Menert, as well as Denver's Mikey Thunder and Mux Mool and Chris Ponder, who is a maven of creativity based out of Detroit, are celebrating the start of a new record label called Super Best Records. See the new video from Menert for "Your Ghost," and learn more about how the crew came together below.
Super Best Records operates in the same way that an art collective does: It survives because the artists are willing to work with each other, rather than compete. "We are letting the artists own the rights. We are splitting the profits from the record 50/50 after recouping costs of production. We will hold some monthlies to generate some buzz for artists," says Menert.
Whereas the cost split is pretty much industry standard for record labels and music companies, the difference is the marketing that pushes it, or lack thereof. The idea is for the artists to push themselves, which pushes the Super Best brand, all while promoting the nostalgic idea of vinyl records.
"When I look at my record collection, I remember certain memories from certain albums. With tapes and CDs, you have a finite amount of music to listen to, and you listen to it," says Menert.
Though the idea of vinyl records is not lost on the music industry as a whole, there has been quite the separation in recent years with the development of online music distribution platforms such as BeatPort, SoundCloud, iTunes, and even YouTube.
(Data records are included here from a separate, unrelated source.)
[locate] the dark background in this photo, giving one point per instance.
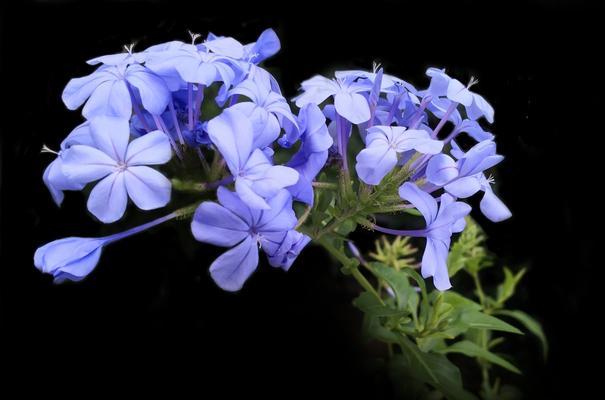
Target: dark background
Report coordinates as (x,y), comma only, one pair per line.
(150,315)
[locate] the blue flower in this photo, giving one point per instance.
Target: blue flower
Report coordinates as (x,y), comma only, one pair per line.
(73,258)
(109,91)
(198,66)
(121,167)
(384,143)
(348,101)
(232,223)
(266,109)
(441,222)
(125,58)
(54,178)
(286,252)
(442,85)
(313,153)
(256,179)
(265,46)
(465,177)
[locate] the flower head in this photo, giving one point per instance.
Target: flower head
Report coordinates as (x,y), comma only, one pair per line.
(256,178)
(441,221)
(232,223)
(384,143)
(122,168)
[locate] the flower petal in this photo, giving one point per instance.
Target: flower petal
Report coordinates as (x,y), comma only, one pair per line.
(234,267)
(375,162)
(434,263)
(232,133)
(424,202)
(147,188)
(153,148)
(111,135)
(108,199)
(352,106)
(493,208)
(214,224)
(152,89)
(83,164)
(463,187)
(441,169)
Denver's Krooked Drivers, the soulful-hip-hop-EDM duo consisting of Maddy O'neal and Donnie Dalbora, have been tapped by Menert to join the label.
"It's a groundbreaking thing for us to be offered the chance to have our songs put onto vinyl," says Dalbora.
"It's a piece of your own work on a record, and that thing will be around for a long time," he adds, "I want these records to show up in a thrift store someday and someone with $30 to find our record in a dollar bin and hear our breaks."
"Sampling from vinyl is a big thing. It's crazy to think that our songs, some of which have samples from old vinyl, will be on a record," says O'neal.
However, in the dance music realm where a chart topping single can seemingly equate to success and a false sense of career longevity, the lack of vinyl presence creates a disconnect of sorts from the foundation that started it all.
"It seems like people in EDM are afraid to take risks with slower songs, or with things that aren't translatable into a live show. What if kids had to feel something? Or think about it? Old records have that," Menert added.
In order to get his music onto vinyl, though, Menert tapped a random source that brought everything together. Four months ago when Menert was playing a show in Detroit, he connected with promoter Chris Ponder.
"We hit it off. We discussed different ways to connect artists, and not just throwing a show, but really connecting them. When we brought him out, I had 25 live painters at the show," Ponder says.
A few years ago, Ponder started the Motor City Art Machine in order to bring his plethora of friends together under one roof. Essentially, the idea was to bring anything you could pass off as art - graphic design, painters, musicians, DJs, producers, graffiti artists - and find ways to showcase it.
"I moved into a house with Freddy Todd, randomly, and he introduced me to a lot of people. I started managing him, and he introduced me to Michal Menert's music," says Ponder.
As it stands now, Super Best Records is off the ground. Ponder just sent Menert the first vinyl press of his forthcoming album, Elements, and the official release party for the record is set for April 12 at the Shelter in Detroit.
"Literally, we are going to break open the boxes of the new record at the release party," says Ponder, with that giddy excitement of Christmas morning apparent in his tone.
"The idea was sort of having this vacancy - this empty spot in your life - from losing someone. For me, it was losing my father. The beginning is the frustration, and getting exhausted from trying so much. It moves into me at a show, and losing myself at a show," says Menert regarding the visual content.
Working with Drew Levin as director of photography, and Daniel Goldhaber as director, the video swaps in and out of metaphors and real-life situations as they apply to the story. You'll notice later in the video, footage of a car accident, a car accident that actually occurred while the crew was en route to a location. Gwyneth Glissmann, assistant director of the film, was riding the car with producer Graham Livesay, and was taken to the hospital to be treated for wounds.
"We were heading to shoot at a cabin that my father and I built, and Gwyneth and Graham were in the car behind us. He took a turn, and for whatever reason lost control and rolled three times," says Menert.
"Gwyneth had to go to the hospital - almost airlifted. We didn't make it to the cabin, and luckily no one died given how much equipment was in the car. It turned out to work really well for a certain shot."
Menert is an open book. Through his music, you get a glimpse into his mind. The emotional roller-coaster of someone who has experienced near-death, the loss of a father and mentor, and hitting absolute rock-bottom, is palpable. On that note, though, the peaks balance the canyons, and his gratitude for life, resolution, and forgiveness resonate in the heart and soul that goes into his productions.